Farmers used to say that, of the ways of losing money, backing horses is the quickest, wine and women the pleasantest and fattening beef cattle the surest.

Of course that was before they got around to antibiotics, feedlots and imported soya.

OmoOduduwa 01 Jun 2012 , 10:27pm

col99 - wholesale selling as you called it is often not necessarily because people sold their positions willingly, rather it is often because it was forced upon them. Ever heard of margin call?

I bet wholesale selling in the event of FTSE 100 finding itself at 3510 would be no different this time.

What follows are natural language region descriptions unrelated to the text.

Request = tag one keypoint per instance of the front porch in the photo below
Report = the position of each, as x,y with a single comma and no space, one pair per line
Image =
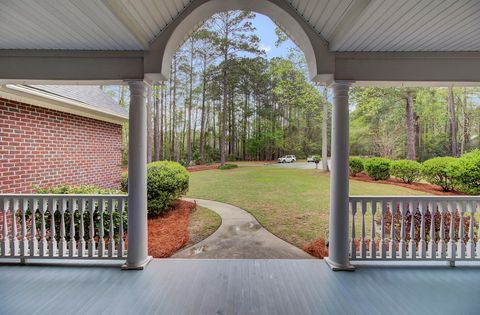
176,286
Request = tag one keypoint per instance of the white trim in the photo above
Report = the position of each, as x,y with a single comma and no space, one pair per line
45,100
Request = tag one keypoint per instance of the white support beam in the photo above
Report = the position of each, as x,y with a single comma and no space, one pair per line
34,66
117,8
347,23
429,67
338,257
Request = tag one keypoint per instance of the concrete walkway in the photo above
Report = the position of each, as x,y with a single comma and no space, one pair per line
239,236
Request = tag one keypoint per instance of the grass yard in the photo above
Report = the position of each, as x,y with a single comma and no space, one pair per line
291,203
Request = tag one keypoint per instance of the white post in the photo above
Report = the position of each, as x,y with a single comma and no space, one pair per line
137,257
338,258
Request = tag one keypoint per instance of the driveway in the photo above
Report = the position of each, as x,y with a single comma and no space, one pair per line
239,236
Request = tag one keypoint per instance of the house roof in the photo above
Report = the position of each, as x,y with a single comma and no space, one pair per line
82,100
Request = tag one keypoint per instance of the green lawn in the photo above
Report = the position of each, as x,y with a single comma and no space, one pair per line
291,203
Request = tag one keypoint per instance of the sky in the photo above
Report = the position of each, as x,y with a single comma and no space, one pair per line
266,32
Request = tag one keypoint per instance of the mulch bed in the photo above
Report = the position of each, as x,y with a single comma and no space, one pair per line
428,188
168,233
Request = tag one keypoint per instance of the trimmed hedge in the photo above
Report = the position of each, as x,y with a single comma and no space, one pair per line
466,171
355,165
166,182
227,166
441,171
377,168
407,170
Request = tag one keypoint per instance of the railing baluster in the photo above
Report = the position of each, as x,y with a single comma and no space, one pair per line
24,241
392,248
383,244
373,245
43,240
81,231
52,208
363,247
442,251
91,240
5,243
121,243
402,245
72,244
432,245
14,244
62,250
412,249
33,228
422,245
451,249
101,233
471,230
111,232
461,231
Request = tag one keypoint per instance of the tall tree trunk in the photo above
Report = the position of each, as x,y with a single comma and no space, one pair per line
453,122
411,155
224,111
202,119
149,125
325,131
190,100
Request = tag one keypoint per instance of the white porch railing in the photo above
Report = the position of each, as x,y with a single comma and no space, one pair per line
420,228
63,226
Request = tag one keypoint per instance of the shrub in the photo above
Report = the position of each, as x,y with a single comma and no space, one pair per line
355,165
407,170
440,171
378,168
466,172
166,182
81,190
227,166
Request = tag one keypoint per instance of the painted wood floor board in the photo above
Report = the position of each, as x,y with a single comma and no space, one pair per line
174,286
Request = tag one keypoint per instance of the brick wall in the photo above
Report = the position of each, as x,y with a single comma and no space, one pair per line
45,147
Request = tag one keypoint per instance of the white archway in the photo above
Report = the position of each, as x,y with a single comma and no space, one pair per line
311,43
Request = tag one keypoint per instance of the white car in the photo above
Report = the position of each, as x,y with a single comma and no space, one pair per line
287,159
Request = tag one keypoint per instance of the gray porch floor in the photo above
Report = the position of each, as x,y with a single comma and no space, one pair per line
176,286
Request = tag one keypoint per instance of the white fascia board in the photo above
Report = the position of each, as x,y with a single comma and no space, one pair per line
45,100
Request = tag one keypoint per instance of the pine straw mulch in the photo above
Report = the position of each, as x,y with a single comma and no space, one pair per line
424,187
168,233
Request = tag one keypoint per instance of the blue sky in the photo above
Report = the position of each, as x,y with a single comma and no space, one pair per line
266,32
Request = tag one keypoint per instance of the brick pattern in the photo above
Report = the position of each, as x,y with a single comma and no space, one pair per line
47,148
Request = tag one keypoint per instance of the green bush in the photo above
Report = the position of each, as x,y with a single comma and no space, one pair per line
355,165
466,171
81,190
377,168
227,166
441,171
407,170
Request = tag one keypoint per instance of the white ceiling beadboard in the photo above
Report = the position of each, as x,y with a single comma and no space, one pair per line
398,25
380,25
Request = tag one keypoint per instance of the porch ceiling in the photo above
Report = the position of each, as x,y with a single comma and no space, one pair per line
348,25
357,40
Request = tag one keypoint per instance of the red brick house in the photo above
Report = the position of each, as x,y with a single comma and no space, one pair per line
54,135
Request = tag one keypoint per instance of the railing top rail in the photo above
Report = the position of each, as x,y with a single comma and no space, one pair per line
61,196
439,198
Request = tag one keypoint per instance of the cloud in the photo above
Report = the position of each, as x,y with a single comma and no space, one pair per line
265,48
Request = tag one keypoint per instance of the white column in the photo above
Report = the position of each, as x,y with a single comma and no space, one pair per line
338,258
137,257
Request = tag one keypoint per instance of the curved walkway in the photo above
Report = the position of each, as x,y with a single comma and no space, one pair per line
239,236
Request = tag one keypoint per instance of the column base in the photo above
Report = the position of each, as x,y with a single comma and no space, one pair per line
140,266
336,267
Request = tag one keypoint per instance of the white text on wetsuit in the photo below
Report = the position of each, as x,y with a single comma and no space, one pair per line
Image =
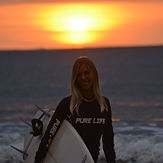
90,120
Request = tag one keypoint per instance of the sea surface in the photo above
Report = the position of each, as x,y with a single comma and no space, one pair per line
132,78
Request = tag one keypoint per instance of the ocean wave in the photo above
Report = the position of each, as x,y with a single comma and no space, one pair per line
137,149
129,149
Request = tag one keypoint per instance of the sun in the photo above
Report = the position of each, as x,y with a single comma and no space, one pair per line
78,23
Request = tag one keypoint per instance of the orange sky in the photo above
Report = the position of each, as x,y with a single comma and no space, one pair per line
79,25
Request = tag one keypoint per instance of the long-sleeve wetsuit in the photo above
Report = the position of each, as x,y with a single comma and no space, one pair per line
90,123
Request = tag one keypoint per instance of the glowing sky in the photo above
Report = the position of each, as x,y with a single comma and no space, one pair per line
77,25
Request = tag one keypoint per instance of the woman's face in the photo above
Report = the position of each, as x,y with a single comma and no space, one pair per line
85,78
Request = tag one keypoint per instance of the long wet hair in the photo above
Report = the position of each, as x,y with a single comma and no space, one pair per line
76,96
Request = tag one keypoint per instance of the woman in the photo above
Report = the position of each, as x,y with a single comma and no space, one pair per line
87,110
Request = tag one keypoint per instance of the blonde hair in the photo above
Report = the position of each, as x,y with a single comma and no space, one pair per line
76,96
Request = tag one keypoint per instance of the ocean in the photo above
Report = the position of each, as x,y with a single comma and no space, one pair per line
132,78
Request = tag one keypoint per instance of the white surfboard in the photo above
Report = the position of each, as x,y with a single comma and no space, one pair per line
67,146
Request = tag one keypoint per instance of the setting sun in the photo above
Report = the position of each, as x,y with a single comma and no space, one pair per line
78,25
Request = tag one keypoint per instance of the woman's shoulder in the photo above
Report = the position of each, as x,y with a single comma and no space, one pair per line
66,100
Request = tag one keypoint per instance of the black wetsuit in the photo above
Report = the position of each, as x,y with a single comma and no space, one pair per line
90,123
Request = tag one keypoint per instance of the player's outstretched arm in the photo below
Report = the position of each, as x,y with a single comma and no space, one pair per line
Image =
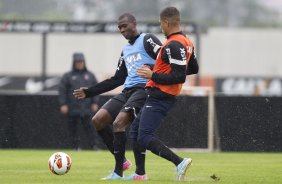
79,93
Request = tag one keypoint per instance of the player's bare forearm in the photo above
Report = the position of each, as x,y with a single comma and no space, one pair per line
145,72
79,93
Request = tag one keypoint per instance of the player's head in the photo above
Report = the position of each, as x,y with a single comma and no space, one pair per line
169,20
78,61
127,26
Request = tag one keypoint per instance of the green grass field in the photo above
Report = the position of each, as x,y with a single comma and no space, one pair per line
30,166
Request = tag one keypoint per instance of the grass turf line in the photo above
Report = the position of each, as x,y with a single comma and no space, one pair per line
30,166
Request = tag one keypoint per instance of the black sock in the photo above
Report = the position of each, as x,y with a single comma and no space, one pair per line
108,138
160,149
139,155
119,151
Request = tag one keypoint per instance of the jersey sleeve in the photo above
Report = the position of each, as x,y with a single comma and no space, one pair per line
175,55
152,45
111,83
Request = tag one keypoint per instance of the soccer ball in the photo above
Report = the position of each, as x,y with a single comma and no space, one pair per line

I hope you do have cash on the side to take advantage of the opportunity when it comes knocking


goodlifer - Stop loss is a good tool for controlling how far down you ride your losses. Only you can tell whether or not it is a good idea for someone like you

davelewis1 03 Jun 2012 , 7:07pm

I'm completely new to shares full stop, been reading a bit this last year or so and took a punt (gamble) as that is what I think this is all about with some spare cash. I think I've bought OK (BP, Aviva, Astra Zenca, Vodafone, Tesco, BAE, British Land, Lloyds TSB, HSBC, GSK). I've invested approx. £4000 over the year and am down about £900 BUT I haven't sold a single share as I'm waiting for 10 years ish... With any new cash I find I'll be buying more of the same (except Lloyds). I only wish I had more cash to gamble as that way you make more. I use Halifax share dealing which is expensive as it costs £14 a buy, so I try to buy at least £300 each time to minimise % losses. Unfortunately I don't have enough cash to buy more, but what I've decided to do is forget rise and fall of prices over a few months/year and just try to buy when I can afford it and hope for the best ( a great plan I know ;) ). My long term plan is to buy a few grand each of the above shares. The only other shares I've ever bought were £900 Dragon Oil shares years ago which I've made about £4000 on so know it's a long term thing.

davelewis1 03 Jun 2012 , 7:18pm

As a complete novice but someone who works for a living I should say - I think the stock market is due a huge crash in a year or so and share prices will fall. If they do I'll see how much cash I have about to buy more.

Thing is, I'll still be working, earning, buying bread and beans at Tesco, buying petrol, having my pay go into the bank, be giving money to utilities and when I get older will probably need medicines. The world will still be using phones and stuff, and land will be in short supply.